Every three years so far, the Center has renewed its lease with its landlord, Familjebostader (Family Residences), a property company that is owned by the Municipality of Stockholm and builds properties for public benefit.
But in December 2014, the company cancelled ISKCON’s rental contract, effective September 2015, with plans to use the building for another purpose.
While this is a legal practice, the law also requires the the company to provide compensation for its renters, so that they can smoothly set up elsewhere. However so far it has agreed to provide only the absolute minimum compensation.
“That would mean we would not be able to relocate and would be forced to close down our activities,” says Tapas Das, who has been temple president since 1999.
The Hare Krishna Center’s first response was to bring the case to the public negotiations office. Because Family Residence’s contractor failed to start work on the set date, the office was able to make them postpone the eviction until September 30th this year.
In the meantime, devotees attempted to come to a settlement with Family Residences for more appropriate compensation, following the company’s own requirements.

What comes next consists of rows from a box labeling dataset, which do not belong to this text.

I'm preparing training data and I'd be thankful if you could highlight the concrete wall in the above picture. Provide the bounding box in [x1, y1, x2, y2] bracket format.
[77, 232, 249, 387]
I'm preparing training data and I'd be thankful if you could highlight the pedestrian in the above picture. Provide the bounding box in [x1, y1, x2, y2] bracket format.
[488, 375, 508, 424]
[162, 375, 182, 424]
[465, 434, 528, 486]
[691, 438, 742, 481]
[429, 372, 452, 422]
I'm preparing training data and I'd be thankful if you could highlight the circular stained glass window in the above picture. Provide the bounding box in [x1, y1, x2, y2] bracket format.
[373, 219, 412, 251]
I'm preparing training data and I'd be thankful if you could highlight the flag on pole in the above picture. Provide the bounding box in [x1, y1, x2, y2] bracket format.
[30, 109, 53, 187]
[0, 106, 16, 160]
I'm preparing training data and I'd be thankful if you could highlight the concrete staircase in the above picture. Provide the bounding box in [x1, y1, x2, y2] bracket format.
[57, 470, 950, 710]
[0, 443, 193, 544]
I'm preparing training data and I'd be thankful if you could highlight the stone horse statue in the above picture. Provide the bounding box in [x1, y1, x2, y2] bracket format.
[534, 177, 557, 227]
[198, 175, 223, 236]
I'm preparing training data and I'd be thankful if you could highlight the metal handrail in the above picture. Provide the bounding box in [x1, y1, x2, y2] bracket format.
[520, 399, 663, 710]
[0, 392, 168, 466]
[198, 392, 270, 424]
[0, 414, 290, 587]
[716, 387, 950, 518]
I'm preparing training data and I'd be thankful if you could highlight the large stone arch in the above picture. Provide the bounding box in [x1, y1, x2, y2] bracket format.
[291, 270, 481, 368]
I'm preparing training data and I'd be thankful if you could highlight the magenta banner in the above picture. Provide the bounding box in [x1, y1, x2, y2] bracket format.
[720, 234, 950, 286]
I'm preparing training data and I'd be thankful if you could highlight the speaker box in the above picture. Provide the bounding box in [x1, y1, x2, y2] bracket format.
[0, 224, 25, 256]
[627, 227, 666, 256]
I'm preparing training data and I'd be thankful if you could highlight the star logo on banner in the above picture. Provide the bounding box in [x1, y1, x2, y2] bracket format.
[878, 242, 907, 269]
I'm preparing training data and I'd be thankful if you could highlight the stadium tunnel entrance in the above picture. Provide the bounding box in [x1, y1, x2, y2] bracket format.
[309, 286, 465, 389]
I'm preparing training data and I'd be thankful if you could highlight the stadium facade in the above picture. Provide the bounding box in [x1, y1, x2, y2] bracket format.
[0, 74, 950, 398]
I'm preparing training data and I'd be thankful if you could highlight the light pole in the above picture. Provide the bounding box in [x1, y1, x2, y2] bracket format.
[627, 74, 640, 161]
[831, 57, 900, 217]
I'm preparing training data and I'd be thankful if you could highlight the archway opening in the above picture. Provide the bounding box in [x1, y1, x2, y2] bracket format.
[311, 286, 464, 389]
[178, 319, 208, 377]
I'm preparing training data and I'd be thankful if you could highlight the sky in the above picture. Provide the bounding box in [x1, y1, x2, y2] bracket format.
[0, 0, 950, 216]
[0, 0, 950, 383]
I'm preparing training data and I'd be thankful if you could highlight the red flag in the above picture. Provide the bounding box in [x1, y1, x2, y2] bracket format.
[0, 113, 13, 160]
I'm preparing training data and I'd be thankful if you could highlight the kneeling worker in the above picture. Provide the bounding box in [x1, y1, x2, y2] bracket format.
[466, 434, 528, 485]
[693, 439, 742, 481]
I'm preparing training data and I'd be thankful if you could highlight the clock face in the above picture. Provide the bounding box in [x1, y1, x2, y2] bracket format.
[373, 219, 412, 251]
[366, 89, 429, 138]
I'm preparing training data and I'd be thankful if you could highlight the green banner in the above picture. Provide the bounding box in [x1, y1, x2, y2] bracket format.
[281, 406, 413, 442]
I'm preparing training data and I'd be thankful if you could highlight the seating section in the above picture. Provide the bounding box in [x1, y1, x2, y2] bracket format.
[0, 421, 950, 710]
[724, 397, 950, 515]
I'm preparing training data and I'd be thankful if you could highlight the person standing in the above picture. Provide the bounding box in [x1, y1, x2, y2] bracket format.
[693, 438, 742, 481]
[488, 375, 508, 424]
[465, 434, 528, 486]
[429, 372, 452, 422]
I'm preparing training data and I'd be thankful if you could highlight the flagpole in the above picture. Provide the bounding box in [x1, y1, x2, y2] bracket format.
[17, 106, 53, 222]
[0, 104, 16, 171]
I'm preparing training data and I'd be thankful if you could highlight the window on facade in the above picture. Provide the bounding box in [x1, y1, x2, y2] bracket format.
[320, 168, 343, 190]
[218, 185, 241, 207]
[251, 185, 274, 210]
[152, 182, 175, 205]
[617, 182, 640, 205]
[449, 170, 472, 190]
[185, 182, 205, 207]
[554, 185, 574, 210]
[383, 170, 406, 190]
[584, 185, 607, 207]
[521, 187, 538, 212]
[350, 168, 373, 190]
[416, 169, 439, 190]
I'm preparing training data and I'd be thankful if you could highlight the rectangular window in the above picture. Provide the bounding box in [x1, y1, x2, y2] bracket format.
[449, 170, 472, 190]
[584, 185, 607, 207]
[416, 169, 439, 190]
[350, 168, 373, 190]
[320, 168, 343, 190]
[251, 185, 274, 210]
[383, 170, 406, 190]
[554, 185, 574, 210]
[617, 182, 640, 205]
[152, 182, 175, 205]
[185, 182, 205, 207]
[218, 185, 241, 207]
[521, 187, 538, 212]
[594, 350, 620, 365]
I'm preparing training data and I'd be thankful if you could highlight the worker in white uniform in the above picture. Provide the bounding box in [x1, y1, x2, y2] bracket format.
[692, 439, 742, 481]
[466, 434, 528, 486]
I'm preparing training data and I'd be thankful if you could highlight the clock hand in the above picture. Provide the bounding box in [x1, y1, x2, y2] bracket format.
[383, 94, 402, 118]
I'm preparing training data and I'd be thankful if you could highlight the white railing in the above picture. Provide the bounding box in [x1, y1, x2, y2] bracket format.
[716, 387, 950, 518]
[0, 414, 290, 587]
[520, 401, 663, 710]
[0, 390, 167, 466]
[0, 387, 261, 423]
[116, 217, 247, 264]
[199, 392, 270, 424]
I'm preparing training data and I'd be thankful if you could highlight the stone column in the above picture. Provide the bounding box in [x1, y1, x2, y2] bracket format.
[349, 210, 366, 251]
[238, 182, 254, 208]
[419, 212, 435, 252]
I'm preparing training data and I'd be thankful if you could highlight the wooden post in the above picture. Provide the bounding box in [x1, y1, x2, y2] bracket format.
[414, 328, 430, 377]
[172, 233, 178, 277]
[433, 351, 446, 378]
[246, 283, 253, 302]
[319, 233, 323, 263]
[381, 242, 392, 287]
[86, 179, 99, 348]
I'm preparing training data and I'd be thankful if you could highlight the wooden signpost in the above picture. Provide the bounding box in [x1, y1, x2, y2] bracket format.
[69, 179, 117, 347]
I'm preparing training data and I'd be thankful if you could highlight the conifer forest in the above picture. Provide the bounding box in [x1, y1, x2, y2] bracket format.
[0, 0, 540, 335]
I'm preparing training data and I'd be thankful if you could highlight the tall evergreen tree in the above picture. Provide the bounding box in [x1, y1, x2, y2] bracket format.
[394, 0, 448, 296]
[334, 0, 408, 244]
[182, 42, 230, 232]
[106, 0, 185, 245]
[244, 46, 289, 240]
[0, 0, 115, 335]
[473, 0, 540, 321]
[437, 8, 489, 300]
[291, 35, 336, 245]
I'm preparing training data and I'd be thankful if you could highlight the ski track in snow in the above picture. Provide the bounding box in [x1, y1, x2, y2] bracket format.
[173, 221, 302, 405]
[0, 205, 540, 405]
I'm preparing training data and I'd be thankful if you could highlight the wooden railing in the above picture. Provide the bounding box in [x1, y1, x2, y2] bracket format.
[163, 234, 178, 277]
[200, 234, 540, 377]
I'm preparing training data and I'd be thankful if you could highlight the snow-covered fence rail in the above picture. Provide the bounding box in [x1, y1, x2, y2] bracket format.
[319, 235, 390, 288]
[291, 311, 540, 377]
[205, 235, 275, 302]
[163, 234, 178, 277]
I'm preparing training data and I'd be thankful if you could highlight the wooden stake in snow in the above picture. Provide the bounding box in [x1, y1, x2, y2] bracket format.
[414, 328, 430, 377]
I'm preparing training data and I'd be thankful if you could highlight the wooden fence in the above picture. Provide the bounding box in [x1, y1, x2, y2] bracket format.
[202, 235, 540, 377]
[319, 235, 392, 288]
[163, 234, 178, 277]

University students chant and dance during a visit to learn about Krishna consciousness
“We put together a very comprehensive document including our history, details on what services we offer to society, and testimonies, and presented it to them in December 2015,” says Tapas. “But so far, their lawyer hasn’t responded. Biding time is their tactic.”
The document shows how the Hare Krishna Center is a cultural treasure for the city of Stockholm, bringing diversity and benefit to the public. It is reasonable to claim, devotees say, that a municipal property company has a special responsibility to take this public service into consideration.
Established in 1982, the Hare Krishna Center is located in Fridhemsplan, a busy and very accessible central area of Stockholm. It actually includes two separate buildings: the Center – with a holistic spiritual gift shop – and Govinda’s, the oldest vegetarian restaurant in the city.